How to convert a codepoint to utf-8? - c++

I have some code that reads in an a unicode codepoint (as escaped in a string 0xF00).
Since im using boost, I'm speculating if the following is best (and correct) approach:
unsigned int codepoint{0xF00};
boost::locale::conv::utf_to_utf<char>(&codepoint, &codepoint+1);
?

You can do this with the standard library using std::wstring_convert to convert UTF-32 (code points) to UTF-8:
#include <locale>
#include <codecvt>
std::string codepoint_to_utf8(char32_t codepoint) {
std::wstring_convert<std::codecvt_utf8<char32_t>, char32_t> convert;
return convert.to_bytes(&codepoint, &codepoint + 1);
}
This returns a std::string whose size is 1, 2, 3 or 4 depending on how large codepoint is. It will throw a std::range_error if the code point is too large (> 0x10FFFF, the max unicode code point).
Your version with boost seems to be doing the same thing. The documentation says that the utf_to_utf function converts a UTF encoding to another one, in this case 32 to 8. If you use char32_t, it will be a "correct" approach, that will work on systems where unsigned int isn't the same size as char32_t.
// The function also converts the unsigned int to char32_t
std::string codepoint_to_utf8(char32_t codepoint) {
return boost::locale::conv::utf_to_utf<char>(&codepoint, &codepoint + 1);
}

As mentioned, a codepoint in this form is (conveniently) UTF-32, so what you're looking for is a transcoding.
For a solution that does not rely on functions deprecated since C++17, and isn't really ugly, and which also does not require hefty third-party libraries, you can use the very lightweight UTF8-CPP (four small headers!) and its function utf8::utf32to8.
It's going to look something like this:
const uint32_t codepoint{0xF00};
std::vector<unsigned char> result;
try
{
utf8::utf32to8(&codepoint, &codepoint + 1, std::back_inserter(result));
}
catch (const utf8::invalid_code_point&)
{
// something
}
(There's also a utf8::unchecked::utf32to8, if you're allergic to exceptions.)
(And consider reading into vector<char8_t> or std::u8string, since C++20).
(Finally, note that I've specifically used uint32_t to ensure the input has the proper width.)
I tend to use this library in projects until I need something a little heavier for other purposes (at which point I'll typically switch to ICU).

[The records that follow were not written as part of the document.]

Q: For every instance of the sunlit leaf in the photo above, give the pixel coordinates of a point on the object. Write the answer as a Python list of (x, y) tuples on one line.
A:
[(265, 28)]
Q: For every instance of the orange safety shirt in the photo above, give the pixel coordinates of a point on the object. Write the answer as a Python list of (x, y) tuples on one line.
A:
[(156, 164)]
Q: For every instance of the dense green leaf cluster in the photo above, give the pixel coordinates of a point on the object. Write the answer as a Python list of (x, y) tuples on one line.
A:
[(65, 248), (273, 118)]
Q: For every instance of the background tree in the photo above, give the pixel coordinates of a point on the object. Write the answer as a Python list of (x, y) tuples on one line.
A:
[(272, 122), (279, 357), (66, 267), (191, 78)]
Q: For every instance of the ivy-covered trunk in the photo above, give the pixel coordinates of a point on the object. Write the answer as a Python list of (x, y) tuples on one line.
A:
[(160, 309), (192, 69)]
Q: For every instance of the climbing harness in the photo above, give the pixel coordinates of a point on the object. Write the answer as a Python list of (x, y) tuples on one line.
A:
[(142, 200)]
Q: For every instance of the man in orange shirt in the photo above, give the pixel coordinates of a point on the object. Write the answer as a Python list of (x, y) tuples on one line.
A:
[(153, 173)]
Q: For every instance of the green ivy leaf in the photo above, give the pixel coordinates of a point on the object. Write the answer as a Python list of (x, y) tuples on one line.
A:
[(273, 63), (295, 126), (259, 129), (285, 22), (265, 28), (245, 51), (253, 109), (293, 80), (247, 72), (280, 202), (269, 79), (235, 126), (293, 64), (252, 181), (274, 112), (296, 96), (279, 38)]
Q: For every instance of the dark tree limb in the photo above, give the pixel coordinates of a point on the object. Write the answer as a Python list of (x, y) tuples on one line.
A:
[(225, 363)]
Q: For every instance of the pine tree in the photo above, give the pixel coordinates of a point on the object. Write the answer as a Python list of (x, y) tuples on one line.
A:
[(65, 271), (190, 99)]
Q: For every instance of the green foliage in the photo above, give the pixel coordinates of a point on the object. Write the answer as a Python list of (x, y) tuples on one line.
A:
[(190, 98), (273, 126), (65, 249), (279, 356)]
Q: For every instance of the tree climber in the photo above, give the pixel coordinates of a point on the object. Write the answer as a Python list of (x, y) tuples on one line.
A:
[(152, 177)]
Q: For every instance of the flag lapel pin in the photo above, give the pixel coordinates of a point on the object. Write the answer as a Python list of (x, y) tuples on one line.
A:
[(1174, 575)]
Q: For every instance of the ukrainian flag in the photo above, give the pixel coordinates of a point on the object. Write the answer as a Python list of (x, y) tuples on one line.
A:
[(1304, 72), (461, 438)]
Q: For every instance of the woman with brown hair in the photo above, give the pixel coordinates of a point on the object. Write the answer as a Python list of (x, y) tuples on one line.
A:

C++17 has deprecated number of convenience functions processing utf. Unfortunately, the last remaining ones will be deprecated in C++20 (*). That being said std::codecvt is still valid. From C++11 to C++17, you can use a std::codecvt<char32_t, char, mbstate_t>, starting with C++20 it will be std::codecvt<char32_t, char8_t, mbstate_t>.
Here is some code converting a code point (up to 0x10FFFF) in utf8:
// codepoint is the codepoint to convert
// buff is a char array of size sz (should be at least 4 to convert any code point)
// on return sz is the used size of buf for the utf8 converted string
// the return value is the return value of std::codecvt::out (0 for ok)
std::codecvt_base::result to_utf8(char32_t codepoint, char *buf, size_t& sz) {
std::locale loc("");
const std::codecvt<char32_t, char, std::mbstate_t> &cvt =
std::use_facet<std::codecvt<char32_t, char, std::mbstate_t>>(loc);
std::mbstate_t state{{0}};
const char32_t * last_in;
char *last_out;
std::codecvt_base::result res = cvt.out(state, &codepoint, 1+&codepoint, last_in,
buf, buf+sz, last_out);
sz = last_out - buf;
return res;
}
(*) std::codecvt will still exist in C++20. Simply the default instantiations will no longer be std::codecvt<char16_t, char, std::mbstate_t> and std::codecvt<char32_t, char, std::mbstate_t> but std::codecvt<char16_t, char8_t, std::mbstate_t> and std::codecvt<char32_t, char8_t, std::mbstate_t> (note char8_t instead of char)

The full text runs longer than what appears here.